1) Explain the meaning of slow economic growth and how it occurs
Slow economic growth may arise in the economy due to the following reasons. Firstly, the economy may lack financing in terms of lower tax revenue and reserve built up from previous budget which implies less funds for the government to use to finance their budget, which consequently result in limited government expenditure. Next, the economy may suffer from the loss of export competitiveness due to changing terms of trade or loss of comparative advantage which limits the net export growth of the country. Furthermore, lower business sentiments and consumer confidence may also impact the influence of investment and consumption expenditure on the economy and hence facing slower growth.

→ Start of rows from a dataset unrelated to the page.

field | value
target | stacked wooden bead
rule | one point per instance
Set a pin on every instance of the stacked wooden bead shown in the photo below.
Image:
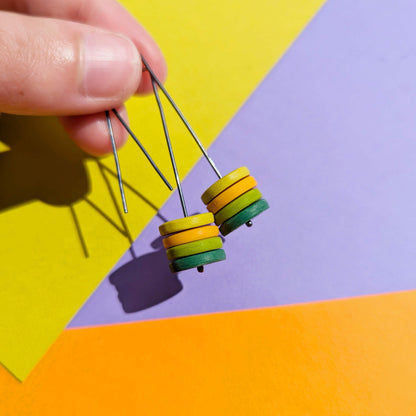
(234, 200)
(192, 242)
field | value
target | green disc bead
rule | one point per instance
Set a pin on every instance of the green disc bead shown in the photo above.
(197, 260)
(243, 216)
(194, 247)
(237, 205)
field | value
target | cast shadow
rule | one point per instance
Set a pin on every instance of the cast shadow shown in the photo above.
(42, 163)
(145, 281)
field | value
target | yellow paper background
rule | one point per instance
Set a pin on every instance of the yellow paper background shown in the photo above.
(61, 230)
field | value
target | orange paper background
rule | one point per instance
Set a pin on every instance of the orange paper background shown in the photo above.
(348, 357)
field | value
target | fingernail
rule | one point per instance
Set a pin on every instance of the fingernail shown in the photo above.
(111, 65)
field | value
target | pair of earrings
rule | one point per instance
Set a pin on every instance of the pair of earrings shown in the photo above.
(233, 200)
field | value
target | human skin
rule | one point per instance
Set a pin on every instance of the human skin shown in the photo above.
(74, 59)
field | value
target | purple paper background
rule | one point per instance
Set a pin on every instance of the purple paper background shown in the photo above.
(330, 137)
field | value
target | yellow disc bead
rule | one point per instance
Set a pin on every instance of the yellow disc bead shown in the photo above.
(223, 183)
(190, 235)
(231, 193)
(186, 223)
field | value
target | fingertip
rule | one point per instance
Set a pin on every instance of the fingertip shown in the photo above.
(90, 132)
(157, 63)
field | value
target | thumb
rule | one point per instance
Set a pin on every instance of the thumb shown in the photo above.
(57, 67)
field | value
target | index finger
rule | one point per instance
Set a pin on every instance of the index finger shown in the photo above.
(107, 14)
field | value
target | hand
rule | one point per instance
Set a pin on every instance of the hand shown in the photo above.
(74, 59)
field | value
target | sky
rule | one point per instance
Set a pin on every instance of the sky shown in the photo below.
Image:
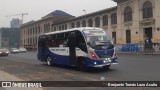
(36, 9)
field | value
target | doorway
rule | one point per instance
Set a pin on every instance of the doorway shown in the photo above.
(128, 36)
(114, 37)
(148, 32)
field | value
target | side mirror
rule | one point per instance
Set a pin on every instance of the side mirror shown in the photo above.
(88, 43)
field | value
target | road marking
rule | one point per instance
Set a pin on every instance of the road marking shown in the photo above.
(4, 76)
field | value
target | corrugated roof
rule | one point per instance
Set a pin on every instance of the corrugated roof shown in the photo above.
(59, 12)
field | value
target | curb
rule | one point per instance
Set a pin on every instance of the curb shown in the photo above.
(4, 76)
(138, 53)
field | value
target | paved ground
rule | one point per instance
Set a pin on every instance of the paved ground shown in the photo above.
(137, 67)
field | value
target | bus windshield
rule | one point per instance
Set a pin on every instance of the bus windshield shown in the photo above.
(98, 39)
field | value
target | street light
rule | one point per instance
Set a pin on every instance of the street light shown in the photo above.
(85, 13)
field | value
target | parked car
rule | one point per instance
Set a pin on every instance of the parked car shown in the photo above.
(4, 52)
(22, 50)
(14, 50)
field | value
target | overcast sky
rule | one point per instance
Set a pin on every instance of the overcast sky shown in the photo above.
(39, 8)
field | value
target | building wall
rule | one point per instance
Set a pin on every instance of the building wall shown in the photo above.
(136, 26)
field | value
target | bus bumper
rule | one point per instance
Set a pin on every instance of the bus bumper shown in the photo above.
(101, 62)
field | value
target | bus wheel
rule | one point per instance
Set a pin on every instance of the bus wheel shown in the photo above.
(49, 61)
(106, 67)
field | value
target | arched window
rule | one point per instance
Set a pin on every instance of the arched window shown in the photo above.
(147, 10)
(128, 14)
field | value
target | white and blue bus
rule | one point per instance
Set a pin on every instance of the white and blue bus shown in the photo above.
(82, 47)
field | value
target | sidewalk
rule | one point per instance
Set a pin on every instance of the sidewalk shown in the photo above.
(140, 53)
(4, 76)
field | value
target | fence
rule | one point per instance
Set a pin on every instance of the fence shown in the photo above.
(131, 48)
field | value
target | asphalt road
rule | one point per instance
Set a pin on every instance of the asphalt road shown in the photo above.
(130, 68)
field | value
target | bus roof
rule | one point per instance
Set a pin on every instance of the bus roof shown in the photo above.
(79, 29)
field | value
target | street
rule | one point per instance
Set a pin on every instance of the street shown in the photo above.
(131, 67)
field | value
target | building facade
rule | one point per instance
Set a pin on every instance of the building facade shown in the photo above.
(131, 21)
(15, 23)
(10, 37)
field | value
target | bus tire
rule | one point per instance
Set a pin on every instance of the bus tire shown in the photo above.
(49, 61)
(81, 64)
(106, 67)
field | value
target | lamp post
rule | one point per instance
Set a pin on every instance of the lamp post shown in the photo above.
(85, 13)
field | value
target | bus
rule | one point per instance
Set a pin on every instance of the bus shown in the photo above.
(85, 47)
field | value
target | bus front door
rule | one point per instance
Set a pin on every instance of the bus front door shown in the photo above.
(72, 40)
(42, 50)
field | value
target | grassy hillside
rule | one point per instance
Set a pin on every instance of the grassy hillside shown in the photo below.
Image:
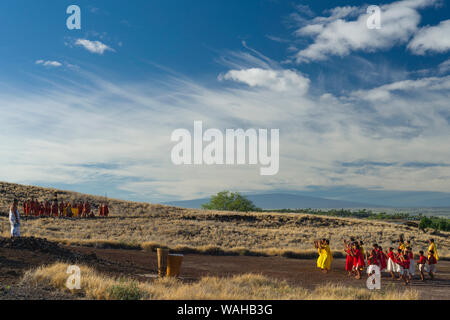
(145, 224)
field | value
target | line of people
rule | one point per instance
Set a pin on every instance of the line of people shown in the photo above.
(34, 208)
(400, 261)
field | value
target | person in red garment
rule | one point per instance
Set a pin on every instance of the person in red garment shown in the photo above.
(105, 209)
(62, 207)
(33, 207)
(86, 210)
(383, 258)
(25, 208)
(358, 260)
(54, 208)
(80, 209)
(349, 260)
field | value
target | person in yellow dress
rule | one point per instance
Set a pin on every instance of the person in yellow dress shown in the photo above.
(325, 255)
(434, 249)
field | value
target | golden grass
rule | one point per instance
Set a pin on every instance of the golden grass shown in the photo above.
(143, 225)
(244, 287)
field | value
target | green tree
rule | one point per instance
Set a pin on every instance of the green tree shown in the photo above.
(230, 201)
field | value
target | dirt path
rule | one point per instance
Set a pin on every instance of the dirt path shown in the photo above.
(297, 272)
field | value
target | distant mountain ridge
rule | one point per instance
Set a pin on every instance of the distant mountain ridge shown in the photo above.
(282, 201)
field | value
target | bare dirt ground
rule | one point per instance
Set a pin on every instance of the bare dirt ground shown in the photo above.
(16, 259)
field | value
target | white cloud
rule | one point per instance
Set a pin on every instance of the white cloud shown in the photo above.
(49, 63)
(334, 35)
(431, 39)
(444, 67)
(128, 125)
(93, 46)
(277, 80)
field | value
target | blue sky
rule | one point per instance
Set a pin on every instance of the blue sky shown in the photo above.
(92, 110)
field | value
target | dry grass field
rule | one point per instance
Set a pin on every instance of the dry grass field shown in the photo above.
(146, 226)
(241, 287)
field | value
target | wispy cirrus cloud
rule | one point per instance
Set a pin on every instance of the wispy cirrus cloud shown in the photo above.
(126, 127)
(49, 63)
(96, 46)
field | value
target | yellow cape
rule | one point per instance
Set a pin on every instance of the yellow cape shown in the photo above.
(325, 258)
(434, 248)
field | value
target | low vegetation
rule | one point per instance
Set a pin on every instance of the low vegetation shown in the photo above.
(139, 225)
(435, 223)
(230, 201)
(243, 287)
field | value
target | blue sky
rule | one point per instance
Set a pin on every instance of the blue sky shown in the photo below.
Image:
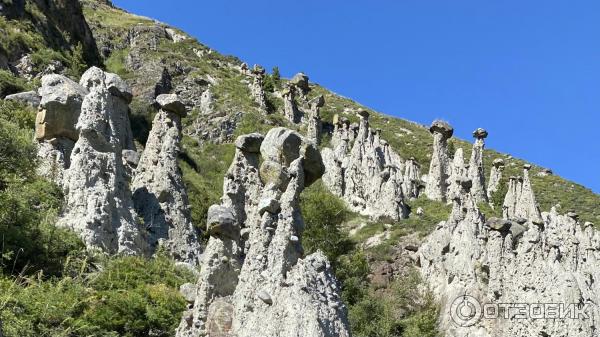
(527, 71)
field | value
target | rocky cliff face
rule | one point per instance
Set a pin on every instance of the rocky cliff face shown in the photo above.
(364, 171)
(527, 258)
(254, 279)
(85, 144)
(98, 199)
(159, 194)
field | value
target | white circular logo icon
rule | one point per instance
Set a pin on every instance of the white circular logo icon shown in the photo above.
(465, 311)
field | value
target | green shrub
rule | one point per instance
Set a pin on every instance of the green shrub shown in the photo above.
(401, 310)
(323, 214)
(10, 84)
(127, 297)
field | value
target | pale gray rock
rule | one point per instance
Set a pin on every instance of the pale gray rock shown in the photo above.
(131, 157)
(300, 80)
(495, 176)
(439, 169)
(257, 75)
(367, 174)
(98, 204)
(526, 206)
(188, 291)
(314, 124)
(523, 262)
(476, 169)
(290, 107)
(249, 143)
(31, 98)
(54, 158)
(412, 184)
(171, 103)
(60, 105)
(458, 172)
(159, 193)
(207, 102)
(259, 283)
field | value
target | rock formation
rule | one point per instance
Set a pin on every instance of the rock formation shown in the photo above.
(522, 260)
(476, 169)
(255, 280)
(411, 182)
(526, 206)
(314, 125)
(256, 87)
(300, 81)
(458, 172)
(158, 191)
(368, 175)
(290, 107)
(31, 98)
(55, 131)
(98, 202)
(495, 177)
(439, 170)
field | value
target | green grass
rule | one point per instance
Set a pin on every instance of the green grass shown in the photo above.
(110, 17)
(127, 296)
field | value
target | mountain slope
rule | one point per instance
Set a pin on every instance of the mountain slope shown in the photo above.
(371, 261)
(153, 59)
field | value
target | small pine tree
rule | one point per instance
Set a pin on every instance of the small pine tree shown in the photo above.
(77, 64)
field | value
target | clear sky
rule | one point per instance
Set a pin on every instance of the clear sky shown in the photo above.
(527, 71)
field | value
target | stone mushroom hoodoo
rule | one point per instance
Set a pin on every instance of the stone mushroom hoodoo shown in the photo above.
(255, 279)
(527, 257)
(55, 131)
(290, 108)
(495, 176)
(158, 191)
(476, 169)
(257, 75)
(439, 170)
(314, 124)
(369, 176)
(97, 195)
(86, 145)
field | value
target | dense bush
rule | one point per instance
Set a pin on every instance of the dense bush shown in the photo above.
(28, 203)
(127, 296)
(402, 310)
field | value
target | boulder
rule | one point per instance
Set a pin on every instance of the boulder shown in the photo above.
(221, 222)
(31, 98)
(301, 81)
(250, 143)
(60, 106)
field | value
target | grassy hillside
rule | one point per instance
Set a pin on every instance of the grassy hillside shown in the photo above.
(49, 285)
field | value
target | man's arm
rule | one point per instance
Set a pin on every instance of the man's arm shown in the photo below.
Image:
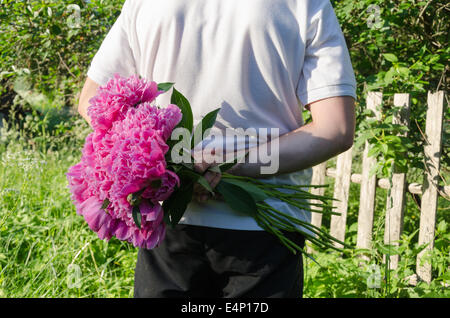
(330, 133)
(89, 90)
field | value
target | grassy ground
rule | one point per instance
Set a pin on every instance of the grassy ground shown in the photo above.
(47, 250)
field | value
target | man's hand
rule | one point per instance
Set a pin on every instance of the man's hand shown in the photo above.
(89, 90)
(213, 178)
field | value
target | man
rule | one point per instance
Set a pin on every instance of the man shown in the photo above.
(261, 62)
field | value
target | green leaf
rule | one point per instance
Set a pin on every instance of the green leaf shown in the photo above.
(165, 86)
(137, 216)
(206, 123)
(237, 198)
(256, 193)
(188, 118)
(390, 57)
(105, 204)
(228, 165)
(55, 30)
(196, 177)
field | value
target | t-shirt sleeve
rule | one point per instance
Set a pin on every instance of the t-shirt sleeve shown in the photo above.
(115, 54)
(327, 69)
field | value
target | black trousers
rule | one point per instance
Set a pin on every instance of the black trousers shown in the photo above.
(196, 261)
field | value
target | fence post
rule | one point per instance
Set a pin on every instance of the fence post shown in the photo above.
(341, 191)
(432, 152)
(395, 204)
(318, 178)
(368, 184)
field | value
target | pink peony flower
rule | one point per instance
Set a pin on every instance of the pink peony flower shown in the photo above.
(125, 154)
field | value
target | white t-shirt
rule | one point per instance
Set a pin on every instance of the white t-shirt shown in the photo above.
(260, 61)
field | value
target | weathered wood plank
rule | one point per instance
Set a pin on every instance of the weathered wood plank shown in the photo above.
(395, 204)
(341, 191)
(383, 183)
(368, 183)
(432, 153)
(318, 178)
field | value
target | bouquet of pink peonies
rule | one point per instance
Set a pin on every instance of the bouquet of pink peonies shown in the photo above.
(126, 171)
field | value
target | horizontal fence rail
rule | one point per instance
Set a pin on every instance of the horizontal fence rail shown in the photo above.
(397, 187)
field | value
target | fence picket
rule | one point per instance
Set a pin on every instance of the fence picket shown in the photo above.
(318, 178)
(432, 152)
(341, 191)
(368, 184)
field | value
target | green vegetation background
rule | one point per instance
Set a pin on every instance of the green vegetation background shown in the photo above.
(47, 250)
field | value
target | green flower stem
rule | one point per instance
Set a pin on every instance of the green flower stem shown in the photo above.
(267, 227)
(291, 228)
(318, 231)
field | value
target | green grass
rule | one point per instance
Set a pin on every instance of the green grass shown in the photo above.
(47, 250)
(41, 235)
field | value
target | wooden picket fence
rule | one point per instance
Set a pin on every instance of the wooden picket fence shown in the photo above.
(429, 190)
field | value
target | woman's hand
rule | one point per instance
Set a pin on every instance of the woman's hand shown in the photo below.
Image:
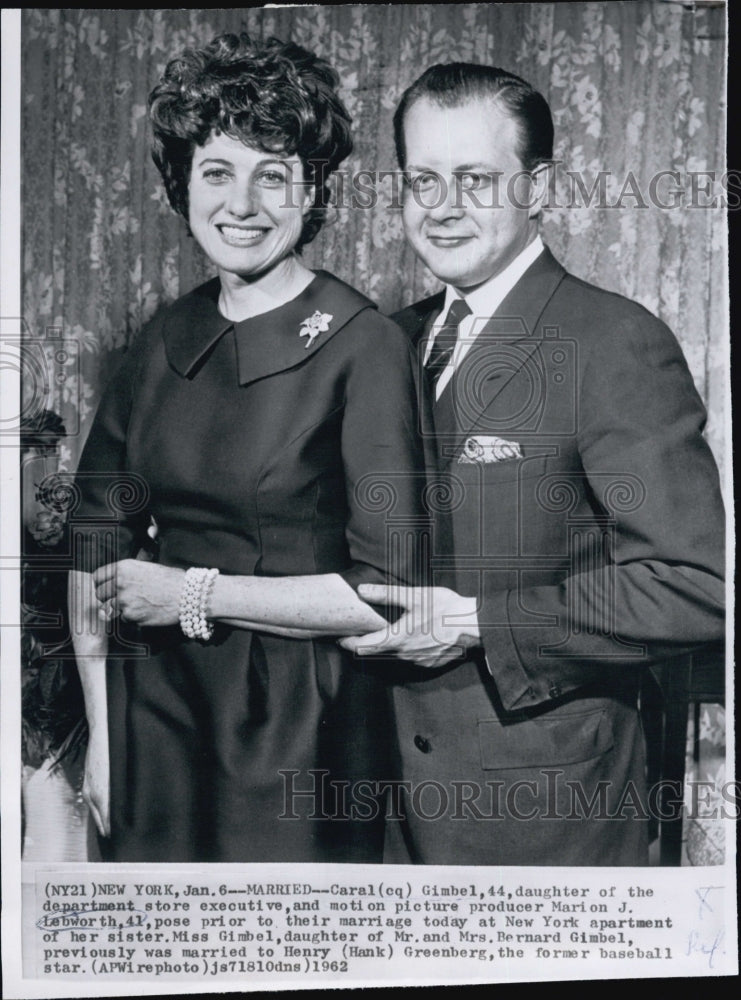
(96, 784)
(141, 592)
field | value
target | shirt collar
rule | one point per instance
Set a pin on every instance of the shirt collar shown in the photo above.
(486, 299)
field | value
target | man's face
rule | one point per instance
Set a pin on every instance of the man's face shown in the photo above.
(468, 210)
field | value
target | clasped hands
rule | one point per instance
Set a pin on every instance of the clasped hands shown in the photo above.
(437, 625)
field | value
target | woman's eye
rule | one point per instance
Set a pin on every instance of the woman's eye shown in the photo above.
(216, 175)
(272, 178)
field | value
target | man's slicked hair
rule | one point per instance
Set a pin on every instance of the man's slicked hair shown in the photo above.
(450, 85)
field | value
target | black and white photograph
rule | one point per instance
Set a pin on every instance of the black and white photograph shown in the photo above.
(367, 503)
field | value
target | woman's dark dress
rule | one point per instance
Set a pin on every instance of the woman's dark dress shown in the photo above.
(257, 454)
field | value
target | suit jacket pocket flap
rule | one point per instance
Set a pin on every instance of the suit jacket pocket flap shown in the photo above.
(544, 742)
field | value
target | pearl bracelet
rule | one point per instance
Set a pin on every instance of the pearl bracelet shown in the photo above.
(194, 600)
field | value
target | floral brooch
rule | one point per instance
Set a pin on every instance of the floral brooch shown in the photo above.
(312, 326)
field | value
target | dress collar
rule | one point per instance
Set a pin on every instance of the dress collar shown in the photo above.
(266, 344)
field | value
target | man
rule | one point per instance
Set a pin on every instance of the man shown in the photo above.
(584, 511)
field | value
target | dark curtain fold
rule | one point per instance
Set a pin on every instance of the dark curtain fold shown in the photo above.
(636, 89)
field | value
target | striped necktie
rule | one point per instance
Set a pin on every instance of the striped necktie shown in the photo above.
(445, 341)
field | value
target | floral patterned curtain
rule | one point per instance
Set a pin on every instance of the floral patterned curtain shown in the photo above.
(636, 88)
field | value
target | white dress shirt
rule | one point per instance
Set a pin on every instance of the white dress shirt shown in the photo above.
(483, 302)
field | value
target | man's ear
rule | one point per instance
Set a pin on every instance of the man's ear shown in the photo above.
(540, 179)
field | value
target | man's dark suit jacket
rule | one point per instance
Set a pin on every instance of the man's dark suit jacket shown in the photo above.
(596, 549)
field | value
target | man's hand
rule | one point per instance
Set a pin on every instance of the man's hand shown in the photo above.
(438, 625)
(141, 592)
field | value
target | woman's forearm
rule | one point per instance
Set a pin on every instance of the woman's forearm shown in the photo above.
(300, 606)
(90, 642)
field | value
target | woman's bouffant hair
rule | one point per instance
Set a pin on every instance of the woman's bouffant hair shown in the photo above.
(272, 95)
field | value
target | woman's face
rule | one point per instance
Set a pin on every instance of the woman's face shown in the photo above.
(246, 207)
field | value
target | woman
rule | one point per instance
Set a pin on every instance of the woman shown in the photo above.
(249, 419)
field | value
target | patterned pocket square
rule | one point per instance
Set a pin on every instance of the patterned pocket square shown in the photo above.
(485, 448)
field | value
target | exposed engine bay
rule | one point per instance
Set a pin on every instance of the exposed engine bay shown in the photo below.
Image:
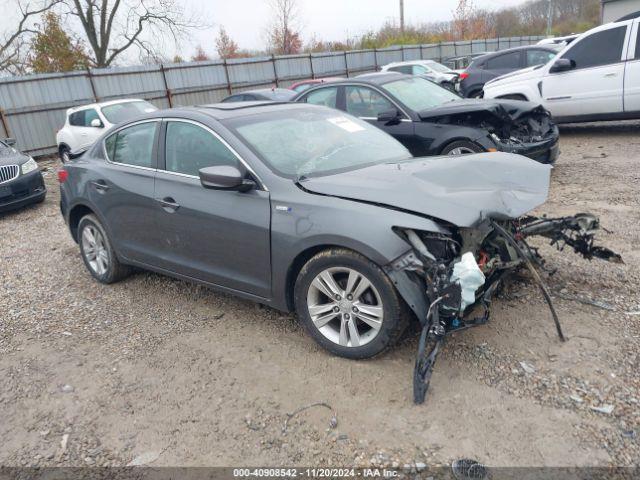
(506, 121)
(459, 275)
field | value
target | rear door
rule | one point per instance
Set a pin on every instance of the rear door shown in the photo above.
(367, 103)
(220, 237)
(84, 134)
(632, 72)
(595, 86)
(502, 64)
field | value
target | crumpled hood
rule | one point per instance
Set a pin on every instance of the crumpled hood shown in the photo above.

2) Explain why slow economic growth will contribute to inflation
With a slow increase in aggregate demand when the economy is at the rising cost condition, demand-pull inflation will ensue. Demand-pull inflation occurs as a result of the rise in aggregate demand, leading to an excess demand condition and a rise in price level, only when the economy is experiencing rising cost condition or full employment condition. As such, even when the economy experiences slow economic growth with moderate increase in aggregate demand, inflationary pressures will arise.
As seen from the diagram, the slow rise in AD from AD₀ to AD1 will lead to an increase in real GDP from Y1 to Y2. However, at the same time, prices will increase from P1 to P2 given the economy is experiencing rising cost condition.
In addition, when the economy is full employment at Y2, the economy will experience an increase in national income in terms of nominal GDP but increase in prices, with no increase in real GDP.
3) Evaluation of the depending factors in the occurrence of inflation when there is slow economic growth
Finally, such a condition of inflation occurring simultaneously with slow economic growth occurs only when there is full employment condition. Furthermore, it depends on prevailing cost condition as any corresponding cost-push inflation will lead to a fall in real GDP instead.
In conclusion, the government should be aware of the increase in prices possibly occurring when there is slow economic growth so as to alleviate both the inflationary impact while stimulating economic growth.